Artículo publicado en El Día el 1 de octubre de 2021
Artículo publicado en La Provincia (Diario de Las Palmas) el 2 de octubre de 2021
La cobertura informativa de la erupción volcánica en la hermana isla de La Palma está generando un debate social que gira, principalmente, en torno a una pregunta: ¿cuál es el límite que separa la información del sensacionalismo? De más está decir que el buen periodismo debe regirse por unos principios éticos y deontológicos. Sin embargo, en los últimos tiempos ambos pilares brillan por su ausencia en no pocos medios de comunicación. El amarillismo y el populismo emocional se alzan como intolerables sustitutos de la responsabilidad y la profesionalidad periodísticas. Parece mentira que dentro de este ámbito todavía haya quienes duden sobre si merece la pena comerciar con el dolor, entre otras cosas porque a menudo demuestran con hechos que su respuesta es afirmativa. Cualquier evento puede convertirse en un producto mediático, aunque para ello se deje la compasión en la cuneta. Todo sea por la audiencia.
Bien es cierto que esta irresponsabilidad no recae únicamente sobre la prensa, la radio, la televisión o las plataformas digitales. Lectores, oyentes y espectadores no son en absoluto ajenos al éxito de estas fórmulas que, si obtuvieran unos porcentajes mínimos de seguimiento, perderían su razón de ser. Juzgo incuestionable que no se posponga el derecho a la intimidad familiar y personal ante un morbo disfrazado de noticia. La ética se impone como una exigencia ineludible, al menos si acordamos que el periodismo de calidad nada tiene que ver con un espectáculo circense. Porque traspasar determinadas líneas de color amarillo no sólo no aporta contenidos significativos, sino que conduce al desprestigio de uno de los oficios más hermosos del mundo: el de contar la vida. Lástima que en esta era de la inmediatez, que a día de hoy encuentra en las redes sociales su mejor acomodo, la búsqueda constante de viralidad agudice el problema de base.
Y es que no nos engañemos. La esencia de la información periodística radica en su utilidad pública, de tal manera que cada temática a tratar debe incardinarse de uno u otro modo en ese interés público. La pregunta clave que ha de formularse todo informador es si los contenidos entrañan tal interés público. Ese planteamiento inicial ya excluye de raíz cuestiones que responden exclusivamente a la curiosidad y a la escabrosidad, cuando no a la truculencia, y descarta lo que obedece a un provecho meramente particular. La del periodismo es una función pública, aunque se ejerza por medios privados, y de ella deriva su honorabilidad e influencia, que jamás deberían ponerse en riesgo ni en entredicho. Pero ¿quién no conoce esa máxima que reza “nunca dejes que la realidad te estropee una buena noticia”? Se accede así en el delicado terreno que muestra que la referencia a la verdad no es absoluta, sino condicionada. Importa el criterio de la rentabilidad económica, que no se puede ignorar, pero que tiene que quedar subordinado a que lo que se diga, además de responder a la verdad, ha de hacerlo al respeto debido al prójimo, así como a la responsabilidad social. De hecho, el respeto a la dignidad de las personas se erige como valor decisivo desde el que discernir lo que ha de decirse y cómo ha de decirse.

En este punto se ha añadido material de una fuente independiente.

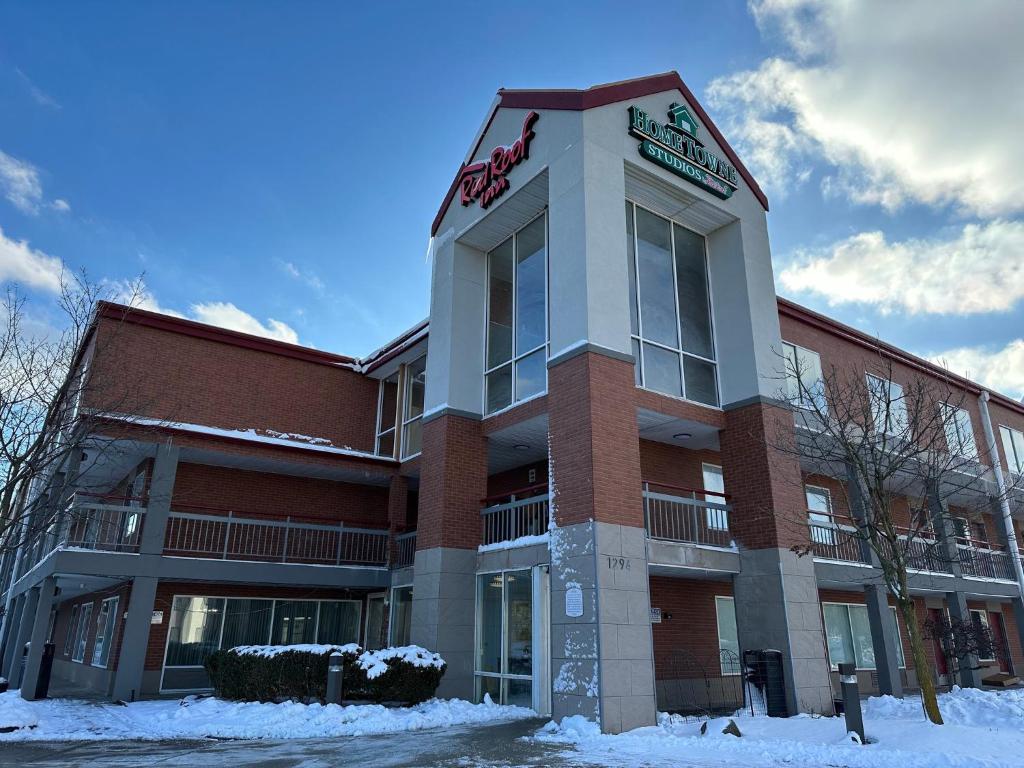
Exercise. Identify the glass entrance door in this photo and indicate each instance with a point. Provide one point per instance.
(508, 646)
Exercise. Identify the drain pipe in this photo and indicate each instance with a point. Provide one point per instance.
(1000, 485)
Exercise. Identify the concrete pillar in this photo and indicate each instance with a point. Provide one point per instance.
(23, 635)
(453, 480)
(131, 663)
(10, 636)
(602, 650)
(969, 676)
(885, 632)
(885, 640)
(776, 592)
(40, 623)
(165, 467)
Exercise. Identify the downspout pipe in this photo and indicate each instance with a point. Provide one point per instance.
(1000, 485)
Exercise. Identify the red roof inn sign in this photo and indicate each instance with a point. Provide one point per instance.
(487, 180)
(675, 145)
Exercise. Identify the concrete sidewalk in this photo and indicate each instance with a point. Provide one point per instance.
(464, 747)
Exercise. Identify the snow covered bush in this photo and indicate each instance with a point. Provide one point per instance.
(274, 673)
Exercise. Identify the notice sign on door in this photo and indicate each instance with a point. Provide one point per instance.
(573, 602)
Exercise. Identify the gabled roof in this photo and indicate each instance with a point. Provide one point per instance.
(599, 95)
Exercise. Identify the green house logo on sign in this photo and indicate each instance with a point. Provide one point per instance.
(675, 145)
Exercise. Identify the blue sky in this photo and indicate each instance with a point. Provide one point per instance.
(288, 158)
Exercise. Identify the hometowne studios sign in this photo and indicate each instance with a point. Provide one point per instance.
(675, 145)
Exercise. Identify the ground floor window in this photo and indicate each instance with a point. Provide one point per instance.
(849, 634)
(105, 622)
(505, 636)
(728, 638)
(401, 615)
(199, 626)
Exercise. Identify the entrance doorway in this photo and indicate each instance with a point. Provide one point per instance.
(512, 656)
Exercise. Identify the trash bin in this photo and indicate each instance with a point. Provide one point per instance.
(763, 671)
(45, 668)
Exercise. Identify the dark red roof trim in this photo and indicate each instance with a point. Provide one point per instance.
(121, 312)
(835, 328)
(600, 95)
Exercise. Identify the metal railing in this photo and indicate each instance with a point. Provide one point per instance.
(835, 542)
(404, 549)
(232, 538)
(515, 518)
(673, 517)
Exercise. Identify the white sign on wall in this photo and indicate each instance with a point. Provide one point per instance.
(573, 602)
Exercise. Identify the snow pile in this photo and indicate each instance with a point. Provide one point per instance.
(983, 729)
(65, 720)
(375, 662)
(269, 651)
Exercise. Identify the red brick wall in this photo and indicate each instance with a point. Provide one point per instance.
(594, 440)
(691, 634)
(764, 482)
(453, 480)
(170, 376)
(264, 494)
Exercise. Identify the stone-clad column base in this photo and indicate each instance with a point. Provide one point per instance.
(602, 662)
(443, 613)
(777, 608)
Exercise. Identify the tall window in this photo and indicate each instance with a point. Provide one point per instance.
(804, 383)
(960, 432)
(105, 623)
(517, 317)
(412, 413)
(1013, 446)
(387, 412)
(670, 305)
(888, 407)
(849, 633)
(728, 638)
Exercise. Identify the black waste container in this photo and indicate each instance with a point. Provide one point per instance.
(763, 671)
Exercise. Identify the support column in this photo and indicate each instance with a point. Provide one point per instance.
(40, 623)
(158, 508)
(776, 591)
(453, 480)
(970, 676)
(10, 640)
(23, 635)
(131, 663)
(601, 646)
(885, 632)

Desde mi punto de vista, la información nunca debería hacer daño. Por esa razón, deploro esta deriva de sensacionalismo desmedido, destinado a provocar emociones e impresiones a cualquier precio y sin ningún comedimiento. A la luz de los dolorosos acontecimientos que se viven en la Isla Bonita, creo que resulta imprescindible realizar una serena reflexión. No todo vale. Titulares llamativos, escandalosos, exagerados o carentes de una investigación rigurosa sobran, al menos si quienes los generan todavía conservan un ápice de corazón. Porque, además de ayuda institucional, financiera y psicológica, las palmeras y los palmeros necesitan un torrente de empatía y comprensión que neutralice ese infinito dolor que les envuelve en cenizas y lava.